Юрьин перекинул через толстую шею лямку полевой сумки, засунул подмышку свою фуражку и первым вышел во двор.
До самой калитки и Егоров, и его гости шли молча. Солнце устало сползало к горизонту, приближая ночь, и на улице становилось свежее с каждой минутой.
– Я остановился в третьей избе по улице, что ближе к берегу. Жду завтра утром, – сказал вдруг Юрьин, уже выйдя за забор.
– Дом Эгеберга… – пояснил Шабанов, устало переминаясь за спиной капитана госбезопасности.

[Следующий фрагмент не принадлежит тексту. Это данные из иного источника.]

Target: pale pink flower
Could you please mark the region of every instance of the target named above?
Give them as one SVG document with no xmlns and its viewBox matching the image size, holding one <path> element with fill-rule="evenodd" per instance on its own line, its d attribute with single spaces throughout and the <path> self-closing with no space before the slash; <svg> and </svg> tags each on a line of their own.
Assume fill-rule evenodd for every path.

– Пораньше подходите, товарищ Егоров! – добавил вдруг Юрьин, и уже уходя, бросил напоследок: – Я рано встаю…
4
Сон ни как не шел к Егорову. Заложив руку за голову, он больше часа пролежал на спине, так и не сомкнув глаз. На груди его едва слышно дышала Анастасия, за фанерной трёх секционной ширмой кремового цвета умиротворённо посапывала младшая дочь. Сквозь белые занавески в комнату проглядывалось бледно-голубое небо, и от того сами занавески казались бледно-голубыми. Полярный день не давал дому насытиться темнотой ночи, лёгкий сумрак бродил лишь где-то в углах комнаты, под самым потолком. Подвластны были глазу лица на семейных фото, названия на корешках книг, фигурки животных на столе. В доме и вне его царила тишина. Необыкновенная, вакуумная. Точно в одночасье жизнь покинула всё сущее на земле. Даже воздух в доме казался другим, вязким, замершим.

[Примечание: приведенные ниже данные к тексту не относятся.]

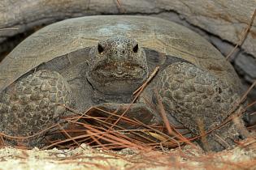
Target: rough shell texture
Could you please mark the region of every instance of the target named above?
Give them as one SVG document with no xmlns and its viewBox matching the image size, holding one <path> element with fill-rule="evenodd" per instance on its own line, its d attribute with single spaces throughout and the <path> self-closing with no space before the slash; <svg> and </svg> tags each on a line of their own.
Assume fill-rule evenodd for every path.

Тяжело было на душе у Егорова. Эта тяжесть давила на грудь, спирала дыхание. Никак не мог он изгнать из себя эту тревожную маяту. Дурные мысли хороводили в его голове. Егоров измял всю простынь, сменил десяток поз, но мозг его продолжал возбуждённо работать, и сна не было ни в одном глазу. Неизбежность скорой разлуки с семьёй была очевидна: как бы не желал Егоров не идти проводником, как бы не упирался и что бы только не придумывал в оправдание, ясно понимал – заставят. Один звонок председателю колхоза, и тот не то, что отпустит одного из лучших своих охотников, но и сам в дорогу соберёт, а надо будет, ординарцем с ним пойдёт. А упрётся Егоров, откажется наотрез, и быть беде. Забудутся все его заслуги, перевыполнения плана, фронтовое прошлое. И рухнет Егоров на самое дно. По три шкуры драть с него станут, старшую дочку начнут в школе всячески припирать. Таких случаев в колхозе хватало. А могут и докладную написать куда надо. Да так расписать, что в скором времени отправится Егоров по этапу в другие глухоземные места. Спасти его могла только собственная смерть. Он вовсе не боялся идти во вражеский тыл, хотя и помирать ему, человеку уже ходившему под смертью на этой войне, совсем не хотелось. Егоров честно исполнил свой долг, и не думал, что придётся вновь соприкоснуться своей судьбой с этой войной. Он противился долгой разлуки с родными, понимал, что его работа останется за ним и по возвращению всё придётся навёрстывать, да и домашних дел накопилось с избытком.
– Васенька, ну почему не спишь? – раздался вдруг сонный голос Насти.
Егоров чуть было не вздрогнул. Настолько он был уверен, что супруга спит. Он лишь пожал плечами в ответ.
– Спи, родной, спи! – ласково запела она. – День тяжелый был у тебя, да завтрашний не лучше будет! Вставать рано.
– Не спится что-то… – хриплым голосом буркнул он, потому как не знал, что ещё ей ответить.
Настя погладила мужа по груди своей нежной ладонью и прижалась к ней щекой ещё плотнее.